Antibodies are produced by your immune system to help fight infections. The HIV test checks for these antibodies, not for the virus.
Antibody tests are faster, more accurate and cheaper to perform than viral tests. HIV antibodies will appear in a blood test within three months after you were infected.
There are a number of good reasons for knowing your HIV status. To begin with, if you test negative, it will set your mind at ease. It will also be an incentive to stay negative, and thus avoid passing HIV on to any of your partner(s).
If you do test positive, you can take action now to stay healthy. Combination therapies can slow down or even stop HIV activity. Your doctor can check your immune system and help you decide if you need to start treatment. Pregnant women who are HIV+ can take treatment to reduce the risk of passing HIV on to the fetus.
Some people have not tested because they feel well, and therefore think they can’t be infected. But keep in mind that it takes up to 10 years on average before HIV-related symptoms appear; in some cases even longer. You can only know for sure by testing.
Others are reluctant to test because they’re concerned about confidentiality. By testing anonymously, no one can find out your results, or know that you even tested in the first place.
Finally, some people put off testing because they think they won’t be able to deal with knowing they are HIV+. Testing positive can be a real crisis, but with information and support many HIV+ people can learn to cope.

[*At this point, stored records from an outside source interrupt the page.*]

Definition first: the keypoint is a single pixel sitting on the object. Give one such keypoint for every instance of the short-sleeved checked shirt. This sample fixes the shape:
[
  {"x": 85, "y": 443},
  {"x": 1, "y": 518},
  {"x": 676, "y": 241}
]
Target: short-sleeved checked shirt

A positive test means you have been infected and can pass on the virus to others. It does not tell when you were infected or how healthy you are.
A negative result means you have not been infected. But remember, it takes up to three months for your immune system to produce HIV antibodies. Therefore, you should wait three months after your last unsafe sexual or needle contact before getting tested to make sure your test is accurate.
Anybody who has had unprotected sex since 1980 has at least a theoretical chance of being infected. However, your risk could be greater if you or your partner(s) fall into one of these categories:
Note that sexual partners of the above are also at risk.
Keep in mind that you can’t tell if your partners are infected and they may not even know themselves. Heterosexual men and women as well as gay men can be infected. Don’t assume you have never been at risk just because you aren’t in a “high risk” group.
HIV is transmitted when blood, semen, pre-cum, vaginal fluid or breast milk from an infected person enters the blood stream of another person. Not every activity is the same risk. The most risky activities are: sharing needles and unprotected anal or vaginal sex.
Sharing sex toys may also be risky when another person’s fluid left on the toy is inserted into your body.
Other activities which are less risky, but not risk-free, include: performing oral sex and masturbating with your partner’s semen.
You can greatly reduce the chance of transmitting HIV (and have a good time too!) if you:
You need repeat testing if you have had unsafe sex or shared needles. You may also want the reassurance of testing annually even if your activities have been low risk (oral sex). If your regular sex partner is HIV+ you may feel reassured by testing every six to 12 months.
Some people think it’s a good idea to get regular HIV tests in case of false negatives. However, please be reassured that all HIV testing done at the ministry of health lab is very accurate.
There’s lots to think about before you test. A counsellor at a testing site can clear up misconceptions about what is really “high risk” and “low risk”, assess your personal risk history, and advise you whether it’s the right time for you to get tested. You might also want to talk about what you would do if you tested positive.
Some doctors and hospital staff may not have the time to talk over these issues or may not think it is even necessary to do so. That’s why it’s important to talk to a counsellor or other knowledgeable health care professional first, to make sure that testing is the right choice for you.
Finally, your doctor should never test you without getting your consent first.
Doctors are required by law to report the names of people who test positive to the local medical officer of health. Under anonymous testing however, reporting is done by number and cannot be traced back to you. Therefore, no one will know your test result unless you decide to tell them.
Anonymous testing uses a number or code instead of your name. if you test at an anonymous site no one can link you with your test results.
Many physicians offer a “non-nominal” testing system, using a number or your initials. This is not truly anonymous because if you test positive your doctor can still report your name to the health department.
In 1992 the provincial NDP government legalized anonymous testing and set up testing sites across the province. It also amended the law so that people testing positive under anonymous testing are reported by number only, therefore your identity is protected.
Anonymity allows you to talk more openly with the counsellor about your HIV risk history. It makes it easier for people at risk to get tested as soon as possible, which means faster access to testing and treatment. To find out about anonymous testing in your area, call your local AIDS agency, health department or the clinic.